Throughout the spring and summer of 1942, Hitler remained convinced that the Allies intended to invade Norway. In compliance with his specific orders, big ships of the Kriegsmarine were kept on alert in that region to repel invaders: Tirpitz, the heavy cruiser Hipper, and the “pocket” battleships Admiral Scheer and Lützow (ex-Deutschland), the latter back in action after a year of repairs and workup. None was to sail until Hitler gave a direct order.
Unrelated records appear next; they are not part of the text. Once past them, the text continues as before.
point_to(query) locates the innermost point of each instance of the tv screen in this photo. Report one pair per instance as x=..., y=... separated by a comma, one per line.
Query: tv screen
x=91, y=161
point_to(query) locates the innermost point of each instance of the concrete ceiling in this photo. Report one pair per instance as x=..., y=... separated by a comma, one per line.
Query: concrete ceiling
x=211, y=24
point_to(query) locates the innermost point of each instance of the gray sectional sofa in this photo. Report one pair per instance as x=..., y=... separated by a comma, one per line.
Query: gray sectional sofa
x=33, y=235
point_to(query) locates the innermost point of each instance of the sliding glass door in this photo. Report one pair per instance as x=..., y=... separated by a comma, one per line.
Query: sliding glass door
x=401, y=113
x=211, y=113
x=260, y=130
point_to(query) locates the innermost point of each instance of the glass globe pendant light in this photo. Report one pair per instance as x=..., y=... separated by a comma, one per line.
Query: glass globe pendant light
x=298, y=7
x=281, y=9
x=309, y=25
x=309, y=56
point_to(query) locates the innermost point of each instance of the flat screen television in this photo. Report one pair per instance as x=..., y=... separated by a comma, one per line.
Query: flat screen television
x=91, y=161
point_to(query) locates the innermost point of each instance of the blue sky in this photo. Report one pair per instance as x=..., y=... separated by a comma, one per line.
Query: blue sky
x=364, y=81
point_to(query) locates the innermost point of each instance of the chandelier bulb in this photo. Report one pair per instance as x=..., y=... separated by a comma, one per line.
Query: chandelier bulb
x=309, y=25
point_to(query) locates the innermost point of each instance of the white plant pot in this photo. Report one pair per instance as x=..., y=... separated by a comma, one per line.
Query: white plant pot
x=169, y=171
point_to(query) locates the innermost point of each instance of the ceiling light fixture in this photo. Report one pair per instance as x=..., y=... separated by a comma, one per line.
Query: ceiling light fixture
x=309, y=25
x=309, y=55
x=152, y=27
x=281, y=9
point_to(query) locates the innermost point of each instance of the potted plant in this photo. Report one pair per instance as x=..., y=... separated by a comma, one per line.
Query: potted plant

Also in compliance with Hitler’s specific orders, a force of twenty to twenty-five U-boats were based in Norway. The primary task of this force was to help repel Allied invaders. Secondarily they patrolled Arctic waters to attack PQ and QP convoys en route to and from Murmansk, respectively. On any given day about half the force was at sea hunting convoys, the other half in ports undergoing voyage or battle-damage repairs or on anti-invasion alert.
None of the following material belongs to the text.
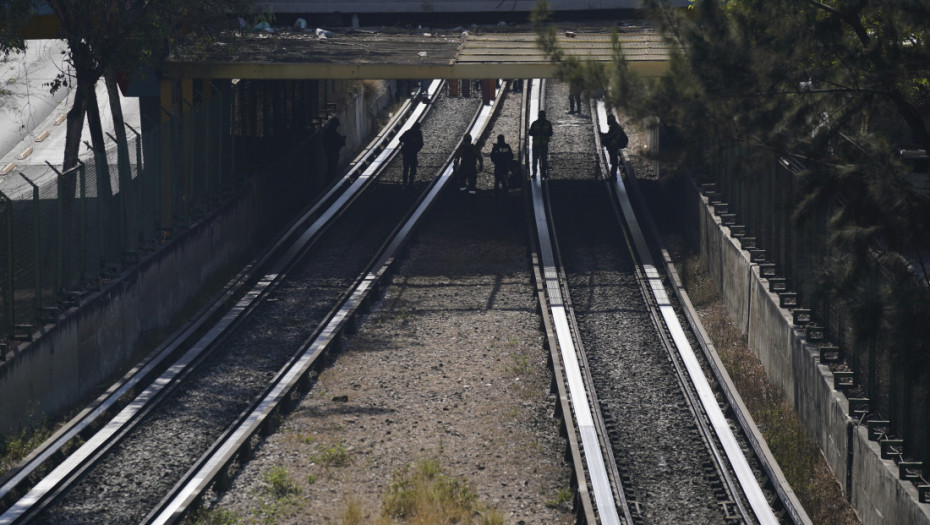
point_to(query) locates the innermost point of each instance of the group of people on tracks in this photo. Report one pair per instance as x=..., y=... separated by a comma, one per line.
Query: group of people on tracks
x=468, y=160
The U-boats operated under numerous handicaps. In contrast to the Atlantic and Mediterranean areas, there was no single U-boat commander or headquarters in Norway at this time. Command of and responsibility for the Norway U-boat forces shifted between the admiral commanding Group North (in Kiel), the admiral commanding Norway, and the admiral commanding Arctic waters, A. D. Hubert Schmundt, in Narvik. The newly assigned U-boat specialists and Ritterkreuz holders Jürgen Oesten and Herbert Schultze could advise the admirals on U-boat operations, but they were not empowered to issue direct orders. There were as yet no U-boat flotillas or staffs to provide shore-based backup.* Since base facilities were primitive, U-boats requiring extensive battle-damage repairs or overhauls had to return to Germany. Coordination and communications between the Kriegsmarine and Luftwaffe in Norway left much to be desired.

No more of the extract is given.